Membrane-bound dehydrogenases are necessary for the utilization of certain substrates as the sole carbon source only if the substrate cannot be assimilated directly by G. oxydans. For example, G. oxydans can not directly utilize mannitol. G. oxydans first oxidizes mannitol into fructose by the membrane-bound polyol dehydrogenase, then fructose can serve as a direct carbon source for the organism . As shown in Fig. 3a, mutant of the membrane-bound dehydrogenases (the major polyol dehydrogenase and the alcohol dehydrogenase) only decreased the growth rate of G. oxydans 621H, but the biomass yield of G. oxydans ∆GOX1068∆GOX0854 was higher than other strains when glycerol was used as the sole carbon source.
The presence of membrane-bound dehydrogenases can increase the growth rate of G. oxydans 621H through efficient energy generation by feeding electrons from the glycerol oxidation directly into electron transport chain. However, the glycerol oxidation process would also decrease the amount of glycerol that can enter the central metabolic pathway through glycerol utilization operon. G. oxydans 621H, G. oxydans ∆GOX1068, G. oxydans ∆GOX0854, and G. oxydans ∆GOX1068∆GOX0854 were cultured in mineral salts medium with glycerol for 48 h, then the yields of biomass and products were assayed (Table 2). The biomass yield of G. oxydans ∆GOX1068∆GOX0854 from glycerol was 0.199 ± 0.018 g dry cell weight (DCW) g−1, which was higher than that of other strains. No production of DHA and glycerate could be detected during the culture of G. oxydans ∆GOX1068∆GOX0854. Thus, preparing whole cells of G. oxydans ∆GOX1068∆GOX0854 as the biocatalyst from glycerol may be more economic feasible than other strains.
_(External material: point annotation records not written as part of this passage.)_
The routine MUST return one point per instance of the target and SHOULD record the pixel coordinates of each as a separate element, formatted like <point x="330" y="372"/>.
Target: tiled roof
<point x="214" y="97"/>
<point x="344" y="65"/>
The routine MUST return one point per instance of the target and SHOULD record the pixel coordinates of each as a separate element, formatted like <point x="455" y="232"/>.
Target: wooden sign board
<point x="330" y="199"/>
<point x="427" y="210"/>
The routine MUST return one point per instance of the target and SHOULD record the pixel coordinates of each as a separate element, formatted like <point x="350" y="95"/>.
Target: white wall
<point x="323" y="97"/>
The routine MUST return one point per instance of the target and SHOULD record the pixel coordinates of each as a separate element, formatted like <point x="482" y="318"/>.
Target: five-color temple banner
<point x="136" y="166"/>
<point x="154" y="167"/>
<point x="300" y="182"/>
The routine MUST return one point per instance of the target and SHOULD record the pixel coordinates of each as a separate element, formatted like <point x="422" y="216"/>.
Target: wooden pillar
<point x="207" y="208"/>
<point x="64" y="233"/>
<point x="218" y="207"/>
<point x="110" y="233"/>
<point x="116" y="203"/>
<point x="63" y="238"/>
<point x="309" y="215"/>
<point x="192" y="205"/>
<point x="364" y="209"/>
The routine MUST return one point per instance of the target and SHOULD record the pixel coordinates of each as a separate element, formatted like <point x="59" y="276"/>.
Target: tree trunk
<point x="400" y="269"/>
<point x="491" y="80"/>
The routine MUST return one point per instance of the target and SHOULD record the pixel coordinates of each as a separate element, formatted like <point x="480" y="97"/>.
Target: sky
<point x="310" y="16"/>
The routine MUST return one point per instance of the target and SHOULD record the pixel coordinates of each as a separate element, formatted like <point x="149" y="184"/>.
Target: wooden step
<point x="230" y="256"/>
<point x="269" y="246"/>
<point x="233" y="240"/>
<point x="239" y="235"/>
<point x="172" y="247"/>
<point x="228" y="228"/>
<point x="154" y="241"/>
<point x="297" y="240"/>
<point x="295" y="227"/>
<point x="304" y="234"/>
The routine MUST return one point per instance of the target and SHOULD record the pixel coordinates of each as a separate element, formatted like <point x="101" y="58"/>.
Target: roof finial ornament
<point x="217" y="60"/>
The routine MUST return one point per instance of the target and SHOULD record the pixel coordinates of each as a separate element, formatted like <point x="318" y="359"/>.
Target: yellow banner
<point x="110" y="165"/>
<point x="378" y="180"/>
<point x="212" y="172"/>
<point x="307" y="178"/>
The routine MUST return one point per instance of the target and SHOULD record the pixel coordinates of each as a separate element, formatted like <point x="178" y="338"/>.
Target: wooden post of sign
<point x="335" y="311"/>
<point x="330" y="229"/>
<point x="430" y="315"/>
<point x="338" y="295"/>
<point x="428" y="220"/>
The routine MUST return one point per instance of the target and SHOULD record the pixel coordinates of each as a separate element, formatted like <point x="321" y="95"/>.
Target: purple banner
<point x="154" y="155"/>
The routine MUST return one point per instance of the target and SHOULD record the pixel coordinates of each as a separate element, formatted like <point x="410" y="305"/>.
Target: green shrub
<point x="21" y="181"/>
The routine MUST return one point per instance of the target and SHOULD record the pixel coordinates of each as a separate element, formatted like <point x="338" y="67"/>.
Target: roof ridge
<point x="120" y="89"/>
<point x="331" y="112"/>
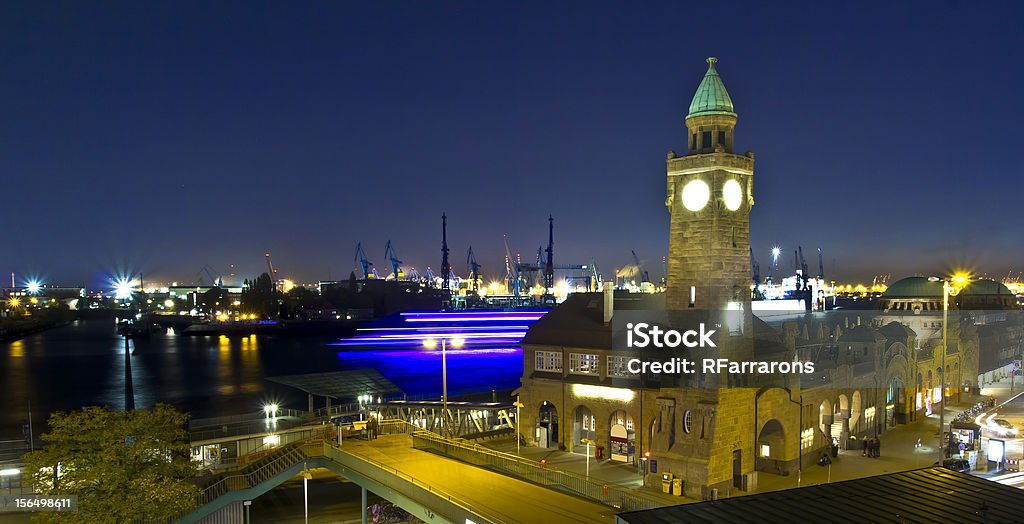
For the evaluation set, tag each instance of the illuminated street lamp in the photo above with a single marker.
(431, 344)
(270, 410)
(950, 288)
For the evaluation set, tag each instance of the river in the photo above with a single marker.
(83, 364)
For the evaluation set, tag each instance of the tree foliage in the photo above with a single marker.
(123, 466)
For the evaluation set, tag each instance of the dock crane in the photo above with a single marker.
(511, 269)
(217, 281)
(445, 267)
(474, 268)
(369, 271)
(269, 267)
(395, 263)
(755, 269)
(640, 272)
(549, 268)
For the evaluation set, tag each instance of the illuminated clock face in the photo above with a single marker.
(695, 194)
(732, 193)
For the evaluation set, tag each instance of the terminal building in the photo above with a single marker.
(716, 432)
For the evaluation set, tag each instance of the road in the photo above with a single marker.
(512, 499)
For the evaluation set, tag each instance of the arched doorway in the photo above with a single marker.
(583, 428)
(623, 441)
(855, 410)
(770, 450)
(895, 403)
(825, 418)
(547, 426)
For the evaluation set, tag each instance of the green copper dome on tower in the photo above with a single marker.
(711, 98)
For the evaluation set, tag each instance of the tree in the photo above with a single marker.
(123, 466)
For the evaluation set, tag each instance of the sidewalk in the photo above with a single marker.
(604, 470)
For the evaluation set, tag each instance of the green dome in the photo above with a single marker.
(913, 288)
(920, 287)
(711, 98)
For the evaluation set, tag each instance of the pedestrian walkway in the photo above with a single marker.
(610, 472)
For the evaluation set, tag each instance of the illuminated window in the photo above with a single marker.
(583, 363)
(869, 416)
(549, 361)
(617, 366)
(807, 438)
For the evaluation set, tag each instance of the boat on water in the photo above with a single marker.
(467, 329)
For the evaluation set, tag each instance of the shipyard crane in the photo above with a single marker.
(217, 281)
(269, 267)
(511, 269)
(755, 269)
(549, 268)
(395, 263)
(445, 267)
(474, 268)
(640, 272)
(369, 271)
(802, 269)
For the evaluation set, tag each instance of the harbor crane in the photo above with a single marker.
(640, 272)
(474, 268)
(272, 273)
(369, 271)
(216, 281)
(511, 269)
(821, 266)
(395, 263)
(445, 267)
(755, 269)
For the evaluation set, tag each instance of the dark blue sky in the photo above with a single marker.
(165, 136)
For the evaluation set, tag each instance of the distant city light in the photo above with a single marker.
(123, 289)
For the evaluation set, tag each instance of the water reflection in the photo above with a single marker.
(83, 364)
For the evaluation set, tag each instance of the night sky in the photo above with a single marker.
(163, 136)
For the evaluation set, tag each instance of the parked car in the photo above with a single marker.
(960, 465)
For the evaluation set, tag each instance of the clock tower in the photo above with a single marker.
(710, 194)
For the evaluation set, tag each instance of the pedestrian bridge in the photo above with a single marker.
(434, 479)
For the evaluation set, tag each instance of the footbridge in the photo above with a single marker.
(436, 480)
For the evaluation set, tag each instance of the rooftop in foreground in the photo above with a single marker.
(929, 494)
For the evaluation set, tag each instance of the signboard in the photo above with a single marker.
(996, 449)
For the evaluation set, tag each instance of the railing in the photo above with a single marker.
(428, 496)
(627, 499)
(418, 490)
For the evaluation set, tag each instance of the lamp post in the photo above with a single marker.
(518, 439)
(431, 344)
(950, 288)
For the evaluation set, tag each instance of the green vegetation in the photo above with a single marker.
(123, 466)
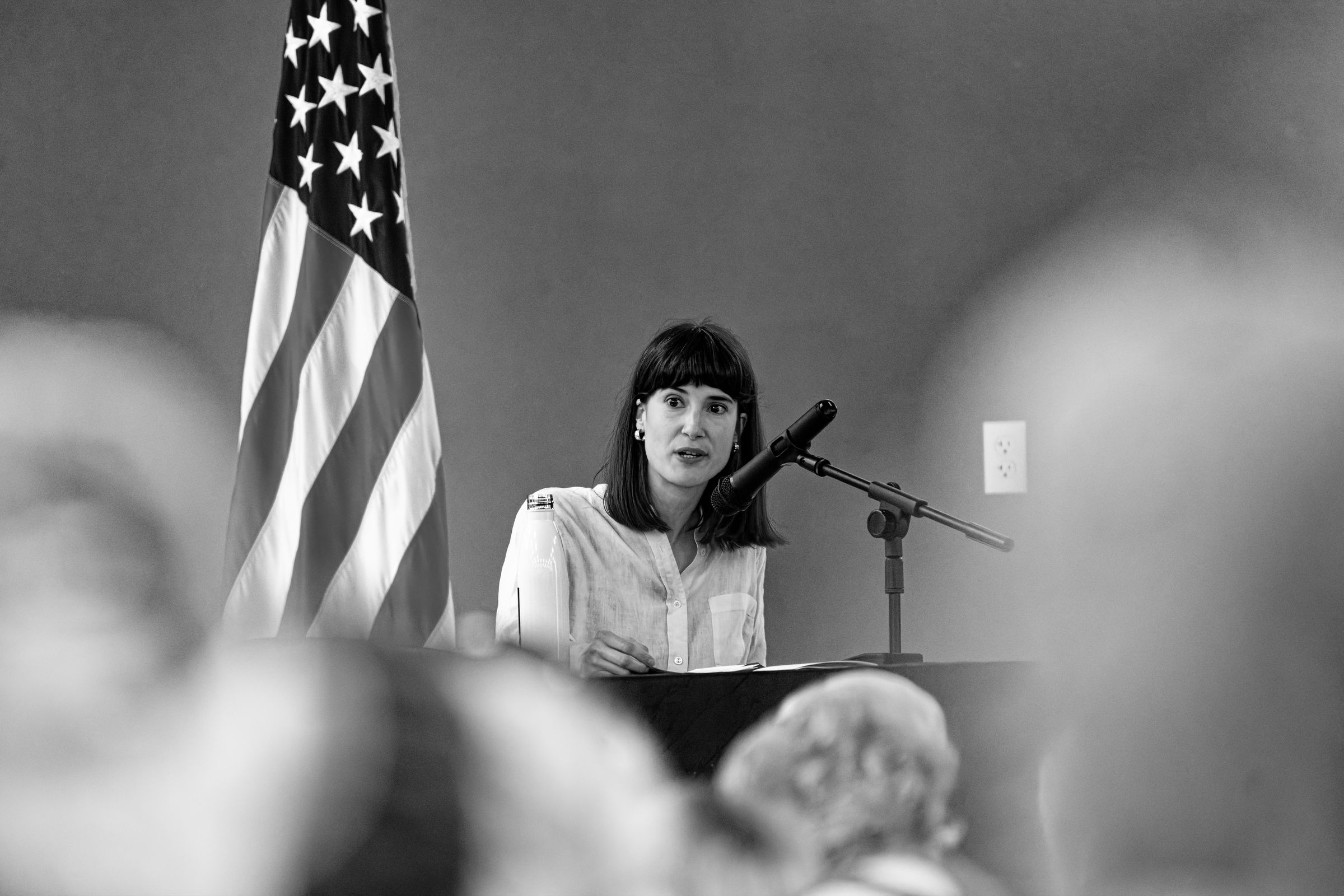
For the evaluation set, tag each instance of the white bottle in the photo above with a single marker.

G. oxydans ∆GOX1068∆GOX0854 has membrane-bound glucose dehydrogenase activity
Eight known and at least two unknown membrane-bound dehydrogenases genes have been annotated in the genome of G. oxydans 621H [38, 39]. These membrane-bound dehydrogenases can oxidize a wide range of compounds and can be used in various biocatalysis processes. Although G. oxydans ∆GOX1068∆GOX0854 lost two membrane-bound dehydrogenases catalyzing DHA and glycerate production, whole cells of the strain might be used in other chemicals production. For instance, the membrane-bound glucose dehydrogenase (GOX0265) has the ability to oxidize glucose, xylose, galactose, mannose, allose, and arabinose [38,39,40]. To identify the applicability of the whole cells of G. oxydans ∆GOX1068∆GOX0854 prepared from glycerol, the membrane-bound glucose dehydrogenase catalyzed xylose oxidation was selected as an example for further study.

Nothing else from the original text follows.